In 1935 Juan D’Arienzo was re-inventing himself for popularity. For dancability he brought back the older “dos” rhythm, the 4/8 of the canyengue era that had propelled tango to international fame 2 decades earlier, although he speeded it up to get people onto the floor, and updated the arrangements. Vals was riding on its 19th century success and was still one of the great popular dances in the 1930s, so D’Arienzo incorporated plenty of vals as well. But vals was also a victim of D’Arienzo’s success. The tango rhythm that he and Biagi presented over 2 and a half years became overwhelmingly popular with D’Arienzo’s target audiences, and from 1937 he responded to this market pressure by reducing his vals recordings in favour of more tango recordings; overall vals recordings from across the industry followed suit.

D’Arienzo’s first two recording sessions with RCA Victor in 1935 were in successive months, July and August, and the next was only 7 weeks later. Under his contract D’Arienzo maintained an annual recording rate of 13 sessions generating 2 recordings each throughout the 1930s. It is a gruelling schedule as the 2 pieces of music had to be selected and rehearsed over only a few weeks in between maintaining 6-12 live performances a week. But at this time D’Arienzo was paying his musicians more than anyone else, and the money was generated by the phenomenal sales that these recordings drove.

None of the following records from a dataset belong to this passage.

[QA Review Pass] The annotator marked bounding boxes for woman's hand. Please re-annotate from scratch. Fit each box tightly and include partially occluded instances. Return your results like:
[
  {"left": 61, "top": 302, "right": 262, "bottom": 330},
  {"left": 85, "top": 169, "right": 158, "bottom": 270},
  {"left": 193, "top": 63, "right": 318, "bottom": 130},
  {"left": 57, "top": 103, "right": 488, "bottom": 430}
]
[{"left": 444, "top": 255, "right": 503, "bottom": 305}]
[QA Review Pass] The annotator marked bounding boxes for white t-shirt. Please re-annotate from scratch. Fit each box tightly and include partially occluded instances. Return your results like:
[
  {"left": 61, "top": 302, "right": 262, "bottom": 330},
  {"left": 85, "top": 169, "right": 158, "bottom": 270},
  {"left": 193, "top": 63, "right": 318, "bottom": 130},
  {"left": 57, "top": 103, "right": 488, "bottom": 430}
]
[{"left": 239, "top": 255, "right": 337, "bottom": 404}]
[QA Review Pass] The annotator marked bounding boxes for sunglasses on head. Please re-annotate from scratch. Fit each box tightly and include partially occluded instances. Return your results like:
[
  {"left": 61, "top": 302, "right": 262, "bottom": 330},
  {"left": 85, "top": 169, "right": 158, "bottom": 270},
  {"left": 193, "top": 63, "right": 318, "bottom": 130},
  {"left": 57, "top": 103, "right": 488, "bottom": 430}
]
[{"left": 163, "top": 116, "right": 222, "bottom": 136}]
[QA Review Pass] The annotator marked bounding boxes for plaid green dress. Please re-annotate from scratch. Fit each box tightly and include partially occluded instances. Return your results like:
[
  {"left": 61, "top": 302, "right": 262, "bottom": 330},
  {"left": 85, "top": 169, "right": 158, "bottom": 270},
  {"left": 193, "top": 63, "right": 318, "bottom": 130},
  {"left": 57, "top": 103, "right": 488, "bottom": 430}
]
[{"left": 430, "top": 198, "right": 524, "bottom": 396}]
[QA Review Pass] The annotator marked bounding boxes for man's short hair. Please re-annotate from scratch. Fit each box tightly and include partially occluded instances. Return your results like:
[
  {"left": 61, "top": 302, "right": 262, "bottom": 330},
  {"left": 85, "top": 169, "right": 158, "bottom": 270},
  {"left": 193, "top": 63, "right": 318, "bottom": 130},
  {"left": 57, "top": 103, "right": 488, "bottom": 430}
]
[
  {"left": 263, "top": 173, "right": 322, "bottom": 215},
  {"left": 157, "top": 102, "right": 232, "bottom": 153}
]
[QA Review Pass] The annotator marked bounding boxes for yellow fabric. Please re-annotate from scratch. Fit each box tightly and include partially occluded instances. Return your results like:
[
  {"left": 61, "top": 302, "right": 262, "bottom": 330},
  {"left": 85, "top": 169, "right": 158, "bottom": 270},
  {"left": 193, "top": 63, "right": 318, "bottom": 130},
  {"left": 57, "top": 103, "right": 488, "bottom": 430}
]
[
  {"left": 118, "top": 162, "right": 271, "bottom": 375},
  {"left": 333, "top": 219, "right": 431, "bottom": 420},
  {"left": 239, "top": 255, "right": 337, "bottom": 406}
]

So a basic framework of one tango and one other piece of music per recording session underpins D’Arienzo’s recordings with RCA Victor through to the end of the 1930s. To start with there was a lot of valses, but after two years D’Arienzo experimented with other models. From 1937 the second recording might be a vals or milonga, or might be something else—a polca on two occasions—and towards the end of that year he settled down to regularly recording two tangos per session.

Accordingly the proportions of milonga to tango in D’Arienzo’s recordings remained pretty constant over the 1930s at approximately 1 milonga for every 6 tangos, but the proportion of valses drops from nearly 1 to 1 in 1935 to something closer to the milonga ratio of 1 to 6 by 1939.

Significantly, all of the recordings from D’Arienzo in 1935 are instrumental; none have singing. Avoiding the melodic component of singing was another part of D’Arienzo’s strategy for focusing the dancers on the dance rhythm. In fact, for the first 3 years all recordings except 5 were instrumental (the 5 being 1 milonga in January 1936 and 3 valses in mid-1936 sung by Walter Cabral, and a single tango sung by Enrique Carbel in October 1937). It was not until 1938 that D’Arienzo started to incorporate the melodic accompaniment of Alberto Echagüe as estrabillista. But even then Echagüe is only present less than half (43%) of 1938 output, singing 2 valses, 4 milongas, and 6 tangos. In 1939 his involvement is lifted slightly to 3 valses, 4 milongas and 8 tangos, representing 58% of D’Arienzos’ recordings that year, as D’Arienzo adjusted to the market pressure around him. Echagüe left a few months later, in March 1940, but the 1939 recordings are the last legacy of that working relationship.

Rodolpho Biagi was with D’Arienzo for about half of this time, but not right at the start. Lidio Fasoli played piano on D’Arienzo’s initial recordings with Victor, but was replaced by Biagi in the final session for 1935, on 31 December that year. Two and a half years later, 22 June 1938 was the seventh recording session for that year and the final one with Biagi on piano. Thereafter Juan Polito played a heavy rhythmic style that worked well enough with D’Arienzo’s by now well-established sound.